In conventional genome sequencing, scientists must make many copies of the DNA they are trying to decipher, randomly break the DNA into segments, and feed the broken segments through a computerized machine that reads the string of nucleic acids. Then, scientists look for overlapping regions of the broken segments and fit them together like tiles on a roof to form long regions of DNA that make up a gene.
In the current study, the Hopkins team was able to skip the DNA amplification step conventional sequencing by using CRISPR to make targeted cuts in DNA isolated from a sliver of tissue taken from a patient’s breast cancer tumor. Then, the scientists glued so-called “sequencing adaptors” to the CRISPR-snipped ends of the DNA sections. The adaptors serve as a kind of handle that guide DNA to tiny holes or “nanopores” which read the sequence. By passing DNA through the narrow hole, a sequencer can build a readout of DNA letters based on the unique electrical current that occurs when each chemical code “letter” slides through the hole.
The researchers described a process called “nanopore Cas9-targeted sequencing (nCATS), an enrichment strategy that uses targeted cleavage of chromosomal DNA with Cas9 to ligate adapters for nanopore sequencing. We showed that nCATS can simultaneously assess haplotype-resolved single-nucleotide variants, structural variations and CpG methylation. We apply nCATS to four cell lines, to a cell-line-derived xenograft, and to normal and paired tumor/normal primary human breast tissue. Median sequencing coverage was 675× using a MinION flow cell and 34× using the smaller Flongle flow cell. The nCATS sequencing requires only ~3 μg of genomic DNA and can target a large number of loci in a single reaction.”

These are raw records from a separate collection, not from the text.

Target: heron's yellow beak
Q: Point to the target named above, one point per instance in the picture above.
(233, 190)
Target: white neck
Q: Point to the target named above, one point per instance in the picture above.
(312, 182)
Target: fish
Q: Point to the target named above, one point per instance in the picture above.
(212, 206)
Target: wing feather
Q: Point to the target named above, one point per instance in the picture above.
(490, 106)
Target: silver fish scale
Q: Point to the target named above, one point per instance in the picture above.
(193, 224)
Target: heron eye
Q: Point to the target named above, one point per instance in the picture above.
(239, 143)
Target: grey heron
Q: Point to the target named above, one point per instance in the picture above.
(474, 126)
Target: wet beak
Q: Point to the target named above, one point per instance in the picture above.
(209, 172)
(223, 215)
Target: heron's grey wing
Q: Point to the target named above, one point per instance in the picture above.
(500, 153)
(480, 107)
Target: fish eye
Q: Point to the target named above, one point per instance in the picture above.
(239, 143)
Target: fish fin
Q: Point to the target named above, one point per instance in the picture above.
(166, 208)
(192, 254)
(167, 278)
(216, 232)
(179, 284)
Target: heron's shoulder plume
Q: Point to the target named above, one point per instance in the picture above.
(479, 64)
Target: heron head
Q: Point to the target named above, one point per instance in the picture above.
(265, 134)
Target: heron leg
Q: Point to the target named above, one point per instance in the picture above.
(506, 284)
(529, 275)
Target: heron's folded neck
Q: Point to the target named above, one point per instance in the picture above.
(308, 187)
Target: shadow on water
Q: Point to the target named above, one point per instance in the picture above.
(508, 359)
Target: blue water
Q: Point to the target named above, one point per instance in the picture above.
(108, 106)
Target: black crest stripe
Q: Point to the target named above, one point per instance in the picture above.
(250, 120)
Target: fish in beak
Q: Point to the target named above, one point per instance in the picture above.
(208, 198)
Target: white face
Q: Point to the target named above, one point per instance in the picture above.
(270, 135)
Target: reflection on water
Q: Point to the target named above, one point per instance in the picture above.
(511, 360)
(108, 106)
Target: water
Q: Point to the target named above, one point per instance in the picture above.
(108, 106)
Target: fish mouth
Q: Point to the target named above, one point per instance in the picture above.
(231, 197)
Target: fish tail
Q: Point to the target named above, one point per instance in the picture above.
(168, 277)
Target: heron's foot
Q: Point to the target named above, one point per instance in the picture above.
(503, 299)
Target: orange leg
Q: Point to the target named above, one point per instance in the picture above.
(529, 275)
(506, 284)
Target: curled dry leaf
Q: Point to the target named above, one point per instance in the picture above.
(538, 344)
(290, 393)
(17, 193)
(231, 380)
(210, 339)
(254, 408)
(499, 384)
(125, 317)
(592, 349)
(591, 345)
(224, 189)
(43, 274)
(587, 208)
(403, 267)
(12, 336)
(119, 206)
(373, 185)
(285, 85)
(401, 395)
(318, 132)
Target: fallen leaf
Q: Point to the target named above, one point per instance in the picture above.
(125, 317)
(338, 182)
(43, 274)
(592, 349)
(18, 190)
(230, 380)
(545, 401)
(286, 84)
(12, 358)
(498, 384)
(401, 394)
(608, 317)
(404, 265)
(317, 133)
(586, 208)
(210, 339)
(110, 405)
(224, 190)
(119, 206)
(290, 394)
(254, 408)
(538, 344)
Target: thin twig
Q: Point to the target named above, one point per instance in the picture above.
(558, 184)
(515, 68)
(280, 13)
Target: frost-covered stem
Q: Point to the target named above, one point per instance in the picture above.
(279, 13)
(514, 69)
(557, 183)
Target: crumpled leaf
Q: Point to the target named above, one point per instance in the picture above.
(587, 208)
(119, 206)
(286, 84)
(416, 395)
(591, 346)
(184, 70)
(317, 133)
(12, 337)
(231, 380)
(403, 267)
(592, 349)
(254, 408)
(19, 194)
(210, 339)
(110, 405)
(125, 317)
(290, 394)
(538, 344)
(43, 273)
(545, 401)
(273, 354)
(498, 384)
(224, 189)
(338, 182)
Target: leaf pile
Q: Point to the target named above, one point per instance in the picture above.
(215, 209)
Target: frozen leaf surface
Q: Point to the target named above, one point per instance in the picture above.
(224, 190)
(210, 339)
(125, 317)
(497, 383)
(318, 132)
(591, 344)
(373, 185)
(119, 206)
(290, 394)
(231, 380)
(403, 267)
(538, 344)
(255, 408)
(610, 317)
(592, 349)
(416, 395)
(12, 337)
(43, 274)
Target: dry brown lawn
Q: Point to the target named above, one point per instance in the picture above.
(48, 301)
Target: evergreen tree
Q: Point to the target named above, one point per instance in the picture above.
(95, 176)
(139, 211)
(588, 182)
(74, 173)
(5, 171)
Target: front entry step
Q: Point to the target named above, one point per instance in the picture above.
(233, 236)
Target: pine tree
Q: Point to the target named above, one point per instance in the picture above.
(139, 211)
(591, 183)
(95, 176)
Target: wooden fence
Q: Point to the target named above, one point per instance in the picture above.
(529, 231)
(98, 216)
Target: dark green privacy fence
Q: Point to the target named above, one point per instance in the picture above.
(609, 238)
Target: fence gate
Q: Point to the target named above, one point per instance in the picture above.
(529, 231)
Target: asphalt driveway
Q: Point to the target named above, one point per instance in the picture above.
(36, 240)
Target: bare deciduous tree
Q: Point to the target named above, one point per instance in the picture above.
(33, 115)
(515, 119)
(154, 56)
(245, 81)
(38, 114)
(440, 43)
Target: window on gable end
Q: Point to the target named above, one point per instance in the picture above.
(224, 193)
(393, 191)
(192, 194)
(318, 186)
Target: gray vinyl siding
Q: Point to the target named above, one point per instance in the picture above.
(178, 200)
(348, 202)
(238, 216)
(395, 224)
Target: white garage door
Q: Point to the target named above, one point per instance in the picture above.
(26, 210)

Among 10 breast cancer genes the Hopkins team focused on, the Johns Hopkins scientists were able to use nanopore sequencing on breast cancer cell lines and tissue samples to detect a type of DNA alteration called methylation, where chemicals called methyl groups are added to DNA around genes that affect how genes are read.
The researchers found a location of decreased DNA methylation in a gene called keratin 19 (KRT19), which is important in cell structure and scaffolding. Previous studies have shown that a decrease in DNA methylation in KRT19 is associated with tumor spread. In the breast cancer cell lines, they studied, the Johns Hopkins team was able to generate an average of 400 “reads” per basepair, a reading “depth” hundreds of times better than some conventional sequencing tools. Among their samples of human breast cancer tumor tissue taken at biopsies, the team was able to produce an average of 100 reads per region.
“This is certainly less than what we can do with cell lines, but we have to be gentler with DNA from human tissue samples because it’s been frozen and thawed several times,” Timp remarked.
In addition to their studies of DNA methylation and small mutations, the investigators sequenced the gene commonly associated with breast cancer: BRCA1, which spans a region on the genome more than 80,000 bases long.
“This gene is really long, and we were able to collect sequencing reads which went all the way through this large and complex region,” noted lead study investigator Timothy Gilpatrick, an MD/PhD student in Timp’s laboratory.
In addition to its potential to guide treatment for patients, Timp says the combination of CRISPR technology and nanopore sequencing provides such depth that it may help scientists find new disease-linked gene alterations specific to one allele (inherited from one parent) and not another. While they were excited by their findings, the researchers plan to continue refining the CRISPR/nanopore sequencing technique and testing its capabilities in other tumor types.
“Because we can use this technique to sequence really long genes, we may be able to catch big missing blocks of DNA we wouldn’t be able to find with more conventional sequencing tools,” Timp concluded.